To this day, scientists have discovered and described only 1.5 million species of the estimated 10 million on earth. At current rates, we will have to wait almost 500 years to collect all the estimated species and by then, most of them may be extinct. AI and associated technologies have the ability to close this information gap cost effectively and efficiently with hardware becoming increasingly cheap and power-efficient enough to deploy monitoring systems on the ground, on animals, in the sky, and up in space. Early work is proving that algorithms can sift through the massive amounts of data streaming back from these monitoring systems. In turn, humans and machines can begin to identify the plants, birds, fish, and other species captured by these remotely deployed cameras, microphones, and more sometimes down to the unique individual. And we are finding new ways to deploy these technologies every day. For example, Microsoft is working on ways to use organisms such as mosquitoes as small, self-powered data collection devices that can help us better understand an ecosystem through the animals they feed on.

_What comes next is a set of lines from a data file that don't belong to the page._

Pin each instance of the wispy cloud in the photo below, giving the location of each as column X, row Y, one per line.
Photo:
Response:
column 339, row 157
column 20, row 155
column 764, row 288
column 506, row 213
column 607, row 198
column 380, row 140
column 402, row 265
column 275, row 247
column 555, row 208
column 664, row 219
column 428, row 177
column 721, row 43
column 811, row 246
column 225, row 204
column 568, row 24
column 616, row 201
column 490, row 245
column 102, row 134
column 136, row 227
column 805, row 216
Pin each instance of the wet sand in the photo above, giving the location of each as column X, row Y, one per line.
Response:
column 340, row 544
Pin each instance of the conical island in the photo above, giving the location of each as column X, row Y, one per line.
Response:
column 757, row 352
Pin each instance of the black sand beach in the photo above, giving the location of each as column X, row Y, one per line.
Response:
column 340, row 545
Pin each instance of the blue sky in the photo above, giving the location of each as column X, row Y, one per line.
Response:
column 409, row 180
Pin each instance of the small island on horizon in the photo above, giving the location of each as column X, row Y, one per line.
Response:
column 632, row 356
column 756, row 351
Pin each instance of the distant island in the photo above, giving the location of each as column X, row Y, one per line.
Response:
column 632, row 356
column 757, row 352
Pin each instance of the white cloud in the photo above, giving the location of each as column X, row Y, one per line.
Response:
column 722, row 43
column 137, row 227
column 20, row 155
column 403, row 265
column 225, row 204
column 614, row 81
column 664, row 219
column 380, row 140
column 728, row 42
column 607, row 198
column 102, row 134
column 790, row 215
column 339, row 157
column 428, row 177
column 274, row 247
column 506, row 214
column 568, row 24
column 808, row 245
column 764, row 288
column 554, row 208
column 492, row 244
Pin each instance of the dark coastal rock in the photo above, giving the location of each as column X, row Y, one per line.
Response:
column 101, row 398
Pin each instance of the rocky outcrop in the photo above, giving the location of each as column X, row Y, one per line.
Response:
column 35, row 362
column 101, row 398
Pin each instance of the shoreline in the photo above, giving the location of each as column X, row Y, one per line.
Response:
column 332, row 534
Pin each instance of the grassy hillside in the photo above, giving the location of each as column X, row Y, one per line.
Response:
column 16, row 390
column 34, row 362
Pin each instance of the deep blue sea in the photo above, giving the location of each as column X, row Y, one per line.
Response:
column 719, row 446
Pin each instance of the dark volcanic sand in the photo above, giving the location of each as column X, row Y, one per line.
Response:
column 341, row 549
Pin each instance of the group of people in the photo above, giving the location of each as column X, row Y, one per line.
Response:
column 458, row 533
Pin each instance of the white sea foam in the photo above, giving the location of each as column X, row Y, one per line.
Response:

Artificial intelligence can help us understand land-use patterns as well. Microsoft and others are experimenting with ways to turn high-resolution imagery into land cover maps. These maps provide an unprecedented view of what is where, and how it is changing. This in turn helps governments, organizations, and researchers make more informed decisions about when, where, and how to deploy conservation efforts most effectively for the greatest impact. This creates a virtuous cycle of learning, as all this information can then be fed back into AI systems, making them smarter. Thus, AI methods make it possible to build a digital dashboard for the planet, allowing us to monitor, model, and manage environmental systems at a scale like never seen before.
The most obvious use of AI indeed seems to be for further extraction, consumption, and production. However, in the middle of a climate crisis, and with a deteriorating ecosystem, species are dying. Artificial intelligence can be a magical silver bullet that will help us restore the planet. It won’t be an easy journey, but by applying the power of AI to help both humans and our natural systems thrive, we can help provide a better and healthier future for the planet.